Swedish nurse and philanthropist (1844–1902)

Ebba Boström (1844–1902) was a Swedish nurse and a philanthropist. She established a philanthropic centre in Uppsala which served the poor and children.

==Early life and education==
Boström was born in Östanå manor in Roslagen on 5 September 1844. She hailed from a noble family on her mother’s side, and her father was a judge. She had two sisters who married to the members of the noble von Bahr family. She also had two brothers: Erik Gustaf Boström, prime minister of Sweden between 1891 and 1900 and Filip August Boström, governor of Södermanland between 1887 and 1908.
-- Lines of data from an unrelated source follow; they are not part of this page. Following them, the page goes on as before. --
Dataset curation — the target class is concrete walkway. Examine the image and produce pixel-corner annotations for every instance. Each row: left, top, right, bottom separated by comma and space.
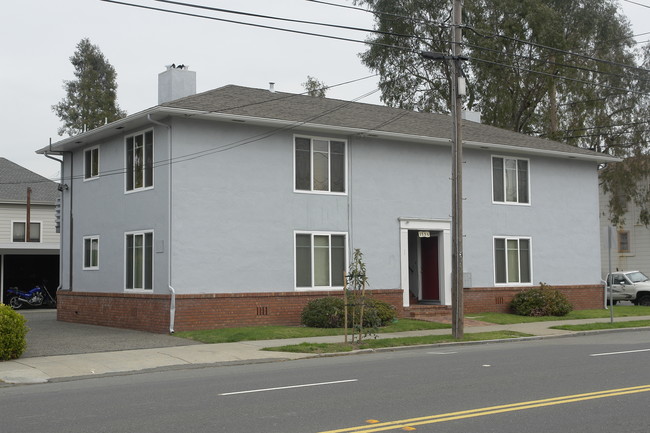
0, 310, 650, 384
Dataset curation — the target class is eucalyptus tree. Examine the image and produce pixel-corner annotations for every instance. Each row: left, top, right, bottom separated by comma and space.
52, 38, 126, 136
355, 0, 650, 222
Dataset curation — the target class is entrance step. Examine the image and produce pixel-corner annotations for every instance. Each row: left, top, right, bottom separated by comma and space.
404, 304, 451, 320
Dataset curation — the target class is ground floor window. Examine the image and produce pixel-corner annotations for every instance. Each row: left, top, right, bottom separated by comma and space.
125, 232, 153, 290
83, 236, 99, 270
295, 232, 347, 288
494, 237, 532, 284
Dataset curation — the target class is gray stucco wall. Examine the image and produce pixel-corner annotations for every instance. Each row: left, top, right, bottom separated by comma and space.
62, 118, 600, 294
62, 123, 168, 293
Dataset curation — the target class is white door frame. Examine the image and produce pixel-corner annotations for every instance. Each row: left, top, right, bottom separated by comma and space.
399, 218, 451, 307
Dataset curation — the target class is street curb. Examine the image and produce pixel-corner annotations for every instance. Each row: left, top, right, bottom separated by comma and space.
294, 326, 650, 359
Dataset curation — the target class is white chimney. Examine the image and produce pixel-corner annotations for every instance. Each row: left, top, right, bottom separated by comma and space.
158, 64, 196, 104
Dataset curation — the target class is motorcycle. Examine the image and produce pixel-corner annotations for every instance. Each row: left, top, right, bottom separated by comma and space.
7, 284, 56, 310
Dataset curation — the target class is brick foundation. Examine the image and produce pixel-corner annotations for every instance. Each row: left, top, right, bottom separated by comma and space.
57, 290, 403, 333
57, 285, 603, 333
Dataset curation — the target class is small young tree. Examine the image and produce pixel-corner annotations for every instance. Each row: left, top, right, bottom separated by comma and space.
52, 38, 126, 136
345, 248, 368, 343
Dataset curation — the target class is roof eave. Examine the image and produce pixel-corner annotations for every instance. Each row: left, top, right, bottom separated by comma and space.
36, 105, 622, 163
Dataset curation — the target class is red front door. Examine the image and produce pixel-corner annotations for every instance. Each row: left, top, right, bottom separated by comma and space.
420, 236, 440, 301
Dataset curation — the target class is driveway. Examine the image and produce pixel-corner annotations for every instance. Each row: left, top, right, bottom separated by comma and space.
19, 309, 201, 358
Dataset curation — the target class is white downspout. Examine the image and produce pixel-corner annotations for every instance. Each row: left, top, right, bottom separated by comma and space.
147, 114, 176, 334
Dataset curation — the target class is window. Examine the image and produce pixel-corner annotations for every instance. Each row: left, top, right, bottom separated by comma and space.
125, 232, 153, 290
295, 137, 345, 193
494, 238, 532, 284
296, 233, 346, 288
83, 236, 99, 270
126, 131, 153, 191
11, 221, 41, 242
84, 147, 99, 180
618, 231, 630, 253
492, 156, 530, 204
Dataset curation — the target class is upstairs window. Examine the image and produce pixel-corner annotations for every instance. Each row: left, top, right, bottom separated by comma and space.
11, 221, 41, 242
492, 156, 530, 204
83, 236, 99, 270
295, 137, 346, 193
618, 230, 630, 253
126, 131, 153, 191
84, 147, 99, 180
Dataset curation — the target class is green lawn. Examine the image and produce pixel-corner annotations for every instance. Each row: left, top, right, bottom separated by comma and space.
262, 331, 530, 354
466, 305, 650, 325
174, 319, 451, 344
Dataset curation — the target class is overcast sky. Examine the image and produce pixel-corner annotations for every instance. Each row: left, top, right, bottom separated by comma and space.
0, 0, 650, 177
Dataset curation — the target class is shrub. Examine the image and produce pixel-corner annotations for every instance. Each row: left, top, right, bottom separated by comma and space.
363, 298, 397, 327
0, 304, 28, 361
510, 283, 573, 316
301, 297, 397, 328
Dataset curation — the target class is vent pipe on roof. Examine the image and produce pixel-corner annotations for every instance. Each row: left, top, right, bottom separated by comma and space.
158, 63, 196, 104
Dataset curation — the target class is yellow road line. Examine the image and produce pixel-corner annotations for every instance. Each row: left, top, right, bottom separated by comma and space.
320, 385, 650, 433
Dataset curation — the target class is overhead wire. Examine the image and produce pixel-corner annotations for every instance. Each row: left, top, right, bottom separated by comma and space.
100, 0, 410, 50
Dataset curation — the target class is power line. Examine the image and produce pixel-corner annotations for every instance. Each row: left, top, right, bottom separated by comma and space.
101, 0, 410, 51
307, 0, 453, 28
463, 26, 650, 73
469, 57, 650, 95
623, 0, 650, 9
156, 0, 413, 38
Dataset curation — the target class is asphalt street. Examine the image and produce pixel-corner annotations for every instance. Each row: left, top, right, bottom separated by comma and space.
0, 330, 650, 433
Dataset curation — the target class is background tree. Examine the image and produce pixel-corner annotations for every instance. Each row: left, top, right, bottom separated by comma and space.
302, 75, 327, 98
355, 0, 650, 222
302, 75, 327, 98
52, 38, 126, 136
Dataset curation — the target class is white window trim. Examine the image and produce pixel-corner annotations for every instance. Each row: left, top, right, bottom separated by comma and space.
492, 235, 535, 287
293, 230, 349, 292
81, 235, 99, 271
291, 134, 349, 196
123, 128, 156, 194
490, 155, 533, 206
83, 145, 101, 182
122, 229, 156, 294
10, 220, 43, 244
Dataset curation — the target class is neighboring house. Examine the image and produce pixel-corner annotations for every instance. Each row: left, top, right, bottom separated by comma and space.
39, 68, 614, 332
599, 181, 650, 279
0, 158, 59, 303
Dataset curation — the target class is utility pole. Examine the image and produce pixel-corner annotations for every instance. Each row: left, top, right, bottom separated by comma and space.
25, 187, 32, 242
451, 0, 465, 338
420, 0, 468, 338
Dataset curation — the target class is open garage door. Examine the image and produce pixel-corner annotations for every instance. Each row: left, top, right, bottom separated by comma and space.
1, 254, 59, 304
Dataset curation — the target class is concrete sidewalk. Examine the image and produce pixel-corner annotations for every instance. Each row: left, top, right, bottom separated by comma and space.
0, 310, 650, 384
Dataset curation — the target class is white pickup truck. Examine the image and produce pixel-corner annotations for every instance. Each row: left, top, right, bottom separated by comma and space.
607, 271, 650, 307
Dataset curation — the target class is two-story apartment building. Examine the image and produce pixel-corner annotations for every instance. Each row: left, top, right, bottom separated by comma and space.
40, 68, 613, 332
0, 158, 59, 303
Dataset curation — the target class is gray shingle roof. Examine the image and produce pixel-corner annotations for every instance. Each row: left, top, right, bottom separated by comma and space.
161, 85, 606, 157
0, 158, 59, 204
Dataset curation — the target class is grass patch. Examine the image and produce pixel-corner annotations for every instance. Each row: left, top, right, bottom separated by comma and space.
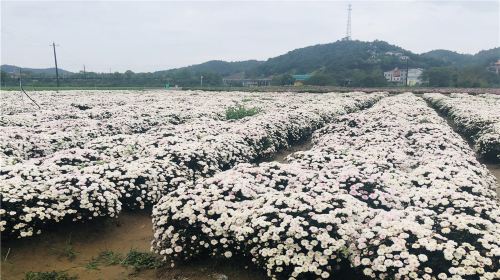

She was trained at the Deaconess Institution of Milmay as a nurse in England. During her studies she became part of the Evangelical revival movement in London and Manchester.

==Career==
Boström returned to Sweden in 1882 following her graduation. She became the director of a morality association named Magdalenahem (Swedish: Magdalene home) for prostitutes in Uppsala in 1883. The same year she bought a property of her own to establish a philanthropic centre which would include a children’s home, a reform school for female servants, and a hospital. The latter was opened in 1893. She founded the Samariterhemmet foundation in Uppsala, being a deaconess home in Sweden. Later she handed over all of her philanthropic facilities to the foundation in 1899.

==Death==
Boström died of kidney disease on 5 October 1902 and was buried at the Gamla cemetery in Uppsala.